To truly gauge the attendee experience, you need to walk around in their shoes. Also: how to tell your nonprofit’s story.
Experiential meetings are all about the senses. So, to understand and improve the attendee experience, planners should engage in a “sensory exposure audit,” says Kare Anderson on MeetingsNet.
“Just as political campaigns have ‘advance agents’ who walk through every step of an event to consider all that might go right or wrong, you can mentally visualize each ‘vignette’ attendees could encounter,” she writes.
There are two ways to do this. First, you can put yourself in attendees’ shoes and walk around the venue yourself. “Consider the colors and patterns in sleeping, eating, meeting, and gathering spaces, so that your theme colors and images can be compatible and even complementary,” Anderson says. “Ask the staff about comforting and conflicting background sounds from piped-in music, other meetings, mechanical operations, catering procedures, or elements beyond the facility.”

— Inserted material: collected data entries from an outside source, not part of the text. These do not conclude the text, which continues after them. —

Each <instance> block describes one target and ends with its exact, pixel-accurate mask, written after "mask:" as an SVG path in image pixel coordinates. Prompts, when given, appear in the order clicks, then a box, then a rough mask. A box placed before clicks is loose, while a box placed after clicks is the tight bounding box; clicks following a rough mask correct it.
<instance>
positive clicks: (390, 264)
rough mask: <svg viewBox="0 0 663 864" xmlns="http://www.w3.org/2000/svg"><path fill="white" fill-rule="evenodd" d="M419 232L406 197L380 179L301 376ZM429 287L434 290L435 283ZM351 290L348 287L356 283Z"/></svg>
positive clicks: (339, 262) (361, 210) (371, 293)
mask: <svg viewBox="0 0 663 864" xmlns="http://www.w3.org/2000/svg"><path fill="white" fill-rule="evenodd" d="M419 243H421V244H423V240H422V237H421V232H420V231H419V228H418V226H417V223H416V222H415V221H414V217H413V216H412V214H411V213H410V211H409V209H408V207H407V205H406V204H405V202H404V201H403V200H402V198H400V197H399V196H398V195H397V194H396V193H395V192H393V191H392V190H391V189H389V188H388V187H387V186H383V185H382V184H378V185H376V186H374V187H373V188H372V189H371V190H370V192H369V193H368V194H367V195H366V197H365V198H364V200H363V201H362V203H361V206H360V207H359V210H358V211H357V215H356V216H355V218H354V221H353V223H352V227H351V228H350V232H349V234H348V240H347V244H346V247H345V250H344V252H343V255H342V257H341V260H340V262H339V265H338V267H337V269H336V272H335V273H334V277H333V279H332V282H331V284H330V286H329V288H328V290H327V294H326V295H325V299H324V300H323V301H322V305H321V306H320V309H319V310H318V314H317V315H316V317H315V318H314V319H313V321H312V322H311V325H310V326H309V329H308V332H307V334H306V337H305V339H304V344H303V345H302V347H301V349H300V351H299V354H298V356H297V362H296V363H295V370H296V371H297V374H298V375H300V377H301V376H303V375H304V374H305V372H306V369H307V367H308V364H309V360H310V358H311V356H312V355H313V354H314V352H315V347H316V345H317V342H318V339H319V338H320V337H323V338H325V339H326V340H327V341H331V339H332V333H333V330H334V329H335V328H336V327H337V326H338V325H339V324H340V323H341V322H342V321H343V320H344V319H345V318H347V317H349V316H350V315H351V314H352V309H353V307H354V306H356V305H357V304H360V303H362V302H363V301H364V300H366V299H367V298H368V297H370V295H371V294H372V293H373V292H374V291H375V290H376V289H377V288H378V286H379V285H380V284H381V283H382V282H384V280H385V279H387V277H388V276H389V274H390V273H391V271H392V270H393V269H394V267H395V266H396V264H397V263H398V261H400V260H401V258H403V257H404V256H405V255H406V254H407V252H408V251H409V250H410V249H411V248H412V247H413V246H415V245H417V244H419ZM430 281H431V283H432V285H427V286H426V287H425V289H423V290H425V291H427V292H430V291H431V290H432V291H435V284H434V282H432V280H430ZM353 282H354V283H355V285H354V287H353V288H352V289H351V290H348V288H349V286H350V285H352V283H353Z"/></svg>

Another way is to storyboard your conference. “Write out the meeting ‘story’ as a series of moments, or exposures: pre-meeting, meeting, and post-meeting,” she says. “For each exposure, write a brief description noting if each encounter is positive, negative, or neutral.”
In either strategy, you’ll have firsthand insight into what attendees are experiencing—and if some element doesn’t go according to plan, the ability to foresee an issue and change it.
WHAT’S YOUR STORY?
Getting the word out about your association isn’t about the tools you use to deliver that message—it’s about the story you tell.
In an interview at The 20/20 Forum, a nonprofit thought leadership event copresented by Microsoft, nonprofit social media expert Julia Campbell explained that storytelling begins with understanding the goals behind the content, starting with whom it’s directed to.
“Who are you telling the story to? Is it a donor, prospect, journalist, blogger?” she says.
Then, you have to tailor your story for your endgame. “A story for fundraising has to really make me feel something … If it’s just a story that’s happy-go-lucky, then it might be better for marketing,” she says. “How are you going to grab attention in a way that someone is not only going to hear you but listen to what you have to say?”